3000 tags take a lot of room compared to a small typical C source
file...

The soft-tagging/soft-branching feature allows one to define tags/
branches
using a BRANCH+DATE setting. This is a tremendous step forward to CVS
server,
allowing it to out perform any other SCM system in tagging/branching
time.  It
also allows for the first time in CVS to keep accurate track of when
was a TAG
logically done. Before soft-tagging, one could only try to guess the
Tag's date
from looking at all the files where the tag was included.

This method works, since over 95% of tags/branches in typical project
the
tag/branch is for the same BRANCH+DATE for all its files.
The soft-tagging/soft-branching still leaves in tact the regular
manual
tagging (now referred as 'hard-tags' and 'hard-branches'...).

Soft-tagging is designed to live well together side-by-side with
hard-tagging. It even allows using mixed-mode tags: if you added a
soft-tag for
the whole repository (300K files) and now you want to manually move
the tag on
2 of the files, you can simple do a hard-tag on these two files to
override the
soft-tag!

The implementation originates in code from the newtags2 patch
available on the
Savannah.gnu.org CVS server, extending the concept of built-in
(calculated)
tags.

This is also related to the slow check-out problem, discussed below.

The design outline is at the end of this email.

TESTS: sanity.sh test name: soft-tags.
CONFIG: CVSROOT/stags: define here the soft-tags and soft-branches.
COMPATIBILITY: all clients

-----------------------------------------------------------------
Problem: binary files merging complains on conflict even when
identical
Solution: corrected behavior in merging binary identical files

We understand that Binary files cannot be merged when there are REAL
conflicts. The problem is that CVS does not handle binary files merges
even
when the files are 100% identical and there is no real conflict!  In
text
files, if you do 'cvs update' and the server has a new revision which
is
identical to your locally modified revision, cvs will say: "Changes
already in
file".

So we also made binary file merge check if the locally modified file
is 100%
identical to the newly merged file. If so - it will allow the merge.

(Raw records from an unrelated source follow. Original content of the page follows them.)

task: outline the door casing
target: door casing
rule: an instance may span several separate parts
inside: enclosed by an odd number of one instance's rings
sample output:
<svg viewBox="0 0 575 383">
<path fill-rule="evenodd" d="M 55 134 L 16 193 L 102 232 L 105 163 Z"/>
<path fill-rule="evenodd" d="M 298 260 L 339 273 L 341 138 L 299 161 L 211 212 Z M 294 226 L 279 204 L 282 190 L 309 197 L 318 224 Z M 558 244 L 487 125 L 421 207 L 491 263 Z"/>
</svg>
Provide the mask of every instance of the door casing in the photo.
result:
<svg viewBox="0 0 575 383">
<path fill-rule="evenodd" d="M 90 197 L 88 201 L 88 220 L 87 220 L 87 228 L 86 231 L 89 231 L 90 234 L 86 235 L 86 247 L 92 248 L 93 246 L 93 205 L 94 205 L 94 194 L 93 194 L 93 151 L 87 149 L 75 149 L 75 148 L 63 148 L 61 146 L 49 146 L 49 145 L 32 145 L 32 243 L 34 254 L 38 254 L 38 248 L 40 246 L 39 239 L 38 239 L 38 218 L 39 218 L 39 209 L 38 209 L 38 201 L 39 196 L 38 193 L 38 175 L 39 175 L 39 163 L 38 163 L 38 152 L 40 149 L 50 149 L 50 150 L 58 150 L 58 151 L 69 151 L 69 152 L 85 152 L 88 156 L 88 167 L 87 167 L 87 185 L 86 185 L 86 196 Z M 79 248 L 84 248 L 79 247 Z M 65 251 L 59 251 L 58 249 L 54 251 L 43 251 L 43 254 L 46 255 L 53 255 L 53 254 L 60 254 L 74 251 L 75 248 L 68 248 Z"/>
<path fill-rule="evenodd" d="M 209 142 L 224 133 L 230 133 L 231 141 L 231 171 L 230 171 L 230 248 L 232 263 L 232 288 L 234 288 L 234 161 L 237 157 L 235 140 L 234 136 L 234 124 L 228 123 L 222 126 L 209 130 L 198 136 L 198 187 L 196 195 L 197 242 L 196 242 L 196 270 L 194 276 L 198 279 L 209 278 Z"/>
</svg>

TESTS: sanity.sh test name: binarymerge
CONFIG: CVSROOT/config: MergeBinaryIdentical=y MergeAddToNonDead=y
COMPATIBILITY: all clients

-----------------------------------------------------------------
Problem: 'cvs up -j -j' incorrect behavior when adding a file to
trunk,
  and later on to branch.
Solution: fixed logical bug related to the way CVS creates revisions
  for new files on trunk and branches.

Jungo's automated merging system requires 'cvs up -j -j' to always
work 100%
correctly. With plain CVS it worked correctly 98% of the time, leaving
few small
issues handled incorrectly.
This issue is fixed by always starting with a dead revision - possibly
having
revision 1.1 dead. CVS 1.12.13 added dead revision on branch, which
partly
solves this issue, but still left some cases uncovered.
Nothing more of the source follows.